Common-Law Impracticability
Impracticability is said to exist when there is a radical departure from the circumstances that the parties reasonably contemplated would exist at the time they entered into the contract; on such facts, the courts might grant relief. They will do so when extraordinary circumstances (often called “acts of God” or “force majeure”) make it unjust to hold a party liable for performance. Impracticability refers to the performance, not to the party doing it. Only if the performance is impracticable is the obligor discharged.
The distinction is between “the thing cannot be done” and “I cannot do it.” The former refers to that which is objectively impracticable, and the latter to that which is subjectively impracticable. A buyer is liable for the purchase price of a house, and his inability to raise the money does not excuse him or allow him to escape from a suit for damages when the seller tenders the deed. But if the agreement was that he would transport her in his car, then the circumstances make his performance objectively impracticable—the equivalent of impossible—and he is excused.
Commercial Impracticability
This common-law concept of impracticability has been adopted by the UCC. [9]When performance cannot be undertaken except with extreme difficulty or at highly unreasonable expense, it might be excused on the theory of commercial impracticability. The courts allow a considerable degree of fluctuation in market prices, inflation, weather, and other economic and natural conditions before holding that an extraordinary circumstance has occurred. A manufacturer that based its selling price on last year’s costs for raw materials could not avoid its contracts by claiming that inflation within the historical range had made it difficult or unprofitable to meet its commitments.
Frustration of Purpose
If the parties made a basic assumption, express or implied, that certain circumstances would not arise, but they do arise, then a party is discharged from performing his duties if his principal purpose in making the contract has been “substantially frustrated.” This is not a rule of objective impossibility. It operates even though the parties easily might be able to carry out their contractual duties. The purpose that is frustrated must be the core of the contract, known and understood by both parties, and the level of frustration must be severe; that is, the value of the contract to the party seeking to be discharged must be destroyed or nearly destroyed.

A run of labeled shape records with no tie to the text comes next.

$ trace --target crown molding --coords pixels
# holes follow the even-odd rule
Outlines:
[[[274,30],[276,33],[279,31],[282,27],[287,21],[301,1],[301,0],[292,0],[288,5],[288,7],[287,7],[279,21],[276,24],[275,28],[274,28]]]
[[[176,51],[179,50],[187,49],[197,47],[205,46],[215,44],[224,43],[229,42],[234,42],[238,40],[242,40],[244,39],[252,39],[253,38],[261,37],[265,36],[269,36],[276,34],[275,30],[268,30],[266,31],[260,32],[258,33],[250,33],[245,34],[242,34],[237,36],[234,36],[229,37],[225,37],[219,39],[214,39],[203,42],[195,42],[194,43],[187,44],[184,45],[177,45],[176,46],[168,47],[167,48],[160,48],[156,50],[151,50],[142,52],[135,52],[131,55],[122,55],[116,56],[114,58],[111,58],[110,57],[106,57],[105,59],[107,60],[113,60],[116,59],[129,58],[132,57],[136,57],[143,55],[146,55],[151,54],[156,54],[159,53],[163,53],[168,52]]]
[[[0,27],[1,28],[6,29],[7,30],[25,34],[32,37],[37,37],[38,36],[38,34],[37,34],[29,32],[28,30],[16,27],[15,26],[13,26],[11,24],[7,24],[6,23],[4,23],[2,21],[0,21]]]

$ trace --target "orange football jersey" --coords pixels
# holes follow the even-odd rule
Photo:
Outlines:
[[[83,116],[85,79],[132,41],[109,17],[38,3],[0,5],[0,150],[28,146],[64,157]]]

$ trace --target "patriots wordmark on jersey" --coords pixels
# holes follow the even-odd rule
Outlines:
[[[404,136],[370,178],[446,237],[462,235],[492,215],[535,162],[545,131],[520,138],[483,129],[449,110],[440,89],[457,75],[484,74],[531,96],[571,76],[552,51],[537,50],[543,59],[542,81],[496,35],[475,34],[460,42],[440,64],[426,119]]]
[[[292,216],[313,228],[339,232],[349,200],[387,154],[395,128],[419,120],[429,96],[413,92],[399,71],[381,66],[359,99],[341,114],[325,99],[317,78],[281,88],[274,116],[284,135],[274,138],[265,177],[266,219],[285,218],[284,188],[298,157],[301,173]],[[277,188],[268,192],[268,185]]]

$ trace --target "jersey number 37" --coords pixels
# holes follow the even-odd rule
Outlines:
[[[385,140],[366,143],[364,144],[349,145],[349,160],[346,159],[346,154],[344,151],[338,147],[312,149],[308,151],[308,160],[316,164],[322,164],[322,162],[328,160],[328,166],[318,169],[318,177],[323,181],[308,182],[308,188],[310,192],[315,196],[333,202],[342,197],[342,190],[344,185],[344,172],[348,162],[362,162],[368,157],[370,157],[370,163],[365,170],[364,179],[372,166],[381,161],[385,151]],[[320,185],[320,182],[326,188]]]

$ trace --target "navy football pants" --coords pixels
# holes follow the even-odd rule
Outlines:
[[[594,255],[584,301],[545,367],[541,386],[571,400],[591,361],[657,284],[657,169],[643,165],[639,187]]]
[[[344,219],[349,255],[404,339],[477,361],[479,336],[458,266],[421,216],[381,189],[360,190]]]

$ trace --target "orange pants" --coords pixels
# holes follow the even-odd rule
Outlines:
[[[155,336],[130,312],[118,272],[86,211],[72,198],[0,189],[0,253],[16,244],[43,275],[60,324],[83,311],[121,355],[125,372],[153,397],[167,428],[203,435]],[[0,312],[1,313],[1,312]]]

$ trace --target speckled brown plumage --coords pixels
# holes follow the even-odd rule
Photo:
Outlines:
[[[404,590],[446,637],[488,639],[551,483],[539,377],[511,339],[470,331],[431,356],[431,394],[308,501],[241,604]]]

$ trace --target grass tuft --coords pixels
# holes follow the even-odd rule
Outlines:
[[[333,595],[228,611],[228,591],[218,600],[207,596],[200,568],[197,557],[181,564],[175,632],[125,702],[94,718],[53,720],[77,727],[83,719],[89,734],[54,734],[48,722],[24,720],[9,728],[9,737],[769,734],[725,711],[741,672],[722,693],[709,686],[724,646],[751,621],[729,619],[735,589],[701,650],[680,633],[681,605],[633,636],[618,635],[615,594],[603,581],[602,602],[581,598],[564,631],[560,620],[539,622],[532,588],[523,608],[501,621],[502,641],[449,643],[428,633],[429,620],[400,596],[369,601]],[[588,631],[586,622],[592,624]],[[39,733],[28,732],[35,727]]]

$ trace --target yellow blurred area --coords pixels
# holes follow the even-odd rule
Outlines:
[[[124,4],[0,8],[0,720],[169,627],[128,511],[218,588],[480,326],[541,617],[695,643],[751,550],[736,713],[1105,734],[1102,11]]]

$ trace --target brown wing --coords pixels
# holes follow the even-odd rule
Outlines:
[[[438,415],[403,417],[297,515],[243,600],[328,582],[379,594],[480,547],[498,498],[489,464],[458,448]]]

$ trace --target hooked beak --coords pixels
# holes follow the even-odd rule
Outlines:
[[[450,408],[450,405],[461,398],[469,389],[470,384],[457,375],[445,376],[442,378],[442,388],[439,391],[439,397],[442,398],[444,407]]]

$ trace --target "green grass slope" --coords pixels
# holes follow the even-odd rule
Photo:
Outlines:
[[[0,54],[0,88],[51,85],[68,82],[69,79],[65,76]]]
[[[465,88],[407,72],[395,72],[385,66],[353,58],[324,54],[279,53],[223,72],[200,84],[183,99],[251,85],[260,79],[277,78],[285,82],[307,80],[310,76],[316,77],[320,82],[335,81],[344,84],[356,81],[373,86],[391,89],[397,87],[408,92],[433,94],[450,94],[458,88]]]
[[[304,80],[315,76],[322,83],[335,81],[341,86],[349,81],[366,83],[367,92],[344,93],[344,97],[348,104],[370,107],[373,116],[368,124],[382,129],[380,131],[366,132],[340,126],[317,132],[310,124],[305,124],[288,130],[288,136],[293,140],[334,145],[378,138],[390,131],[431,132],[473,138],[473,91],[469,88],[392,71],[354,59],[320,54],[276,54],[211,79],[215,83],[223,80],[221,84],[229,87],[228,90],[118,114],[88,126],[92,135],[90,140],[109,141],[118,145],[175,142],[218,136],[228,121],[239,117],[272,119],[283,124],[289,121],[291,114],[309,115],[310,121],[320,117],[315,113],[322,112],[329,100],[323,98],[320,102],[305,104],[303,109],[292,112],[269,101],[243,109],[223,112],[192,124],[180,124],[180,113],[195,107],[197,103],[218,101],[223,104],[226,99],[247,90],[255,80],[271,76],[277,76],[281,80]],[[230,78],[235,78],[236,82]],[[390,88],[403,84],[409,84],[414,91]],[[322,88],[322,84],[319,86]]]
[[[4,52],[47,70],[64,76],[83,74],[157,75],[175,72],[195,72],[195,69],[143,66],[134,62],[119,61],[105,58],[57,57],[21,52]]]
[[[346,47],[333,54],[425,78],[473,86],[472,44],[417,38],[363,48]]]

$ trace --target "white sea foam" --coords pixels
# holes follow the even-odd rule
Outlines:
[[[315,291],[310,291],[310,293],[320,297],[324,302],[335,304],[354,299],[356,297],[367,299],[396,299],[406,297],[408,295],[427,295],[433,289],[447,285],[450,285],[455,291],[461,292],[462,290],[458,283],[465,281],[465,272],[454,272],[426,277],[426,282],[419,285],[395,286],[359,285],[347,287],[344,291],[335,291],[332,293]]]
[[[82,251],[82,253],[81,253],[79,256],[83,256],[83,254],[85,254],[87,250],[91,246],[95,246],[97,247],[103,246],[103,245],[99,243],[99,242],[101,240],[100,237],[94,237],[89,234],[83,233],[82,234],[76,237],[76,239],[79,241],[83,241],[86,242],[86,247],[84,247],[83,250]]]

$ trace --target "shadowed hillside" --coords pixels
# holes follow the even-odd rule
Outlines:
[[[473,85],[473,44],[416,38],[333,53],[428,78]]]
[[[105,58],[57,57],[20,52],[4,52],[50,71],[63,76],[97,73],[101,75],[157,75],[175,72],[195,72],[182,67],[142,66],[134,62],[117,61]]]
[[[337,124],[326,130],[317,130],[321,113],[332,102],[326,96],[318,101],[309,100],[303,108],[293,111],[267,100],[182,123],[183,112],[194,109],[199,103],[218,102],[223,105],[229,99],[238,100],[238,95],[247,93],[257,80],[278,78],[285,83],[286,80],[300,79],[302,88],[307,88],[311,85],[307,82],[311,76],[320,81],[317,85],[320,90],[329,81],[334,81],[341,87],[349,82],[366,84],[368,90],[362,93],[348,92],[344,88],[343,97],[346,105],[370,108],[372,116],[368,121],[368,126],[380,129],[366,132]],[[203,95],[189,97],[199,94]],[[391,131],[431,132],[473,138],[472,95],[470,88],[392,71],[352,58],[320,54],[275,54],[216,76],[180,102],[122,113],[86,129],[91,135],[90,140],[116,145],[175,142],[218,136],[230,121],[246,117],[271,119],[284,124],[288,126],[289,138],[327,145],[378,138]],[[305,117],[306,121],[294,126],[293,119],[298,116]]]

D. Other Methods of Discharge
Cancellation, Destruction, or Surrender
An obligee may unilaterally discharge the obligor’s duty toward him by canceling, destroying, or surrendering the written document embodying the contract or other evidence of the duty. No consideration is necessary; in effect, the obligee is making a gift of the right that he possesses. No particular method of cancellation, destruction, or surrender is necessary, as long as the obligee manifests his intent that the effect of his act is to discharge the duty.
Power of Avoidance
A contractual duty can be discharged if the obligor can avoid the contract. As discussed in Chapter 10 "Real Assent", a contract is either void or can be avoided if one of the parties lacked capacity (infancy, insanity); if there has been duress, undue influence, misrepresentation, or mistake; or the contract is determined to be unconscionable.
Statute of Limitations
When an obligor has breached a contract, the obligee has the right to sue in court for a remedy. But that right does not last forever. Every state has statutes of limitations that establish time periods within which the suit must be brought (different time periods are spelled out for different types of legal wrongs: contract breach, various types of torts, and so on). The time period for contract actions under most statutes of limitations ranges between two and six years. The UCC has a four-year statute of limitations.
Bankruptcy
Under the federal bankruptcy laws as discussed in (Reference mayer_1.0-ch30 not found in Book), certain obligations are discharged once a court declares a debtor to be bankrupt. The law spells out the particular types of debts that are canceled upon bankruptcy.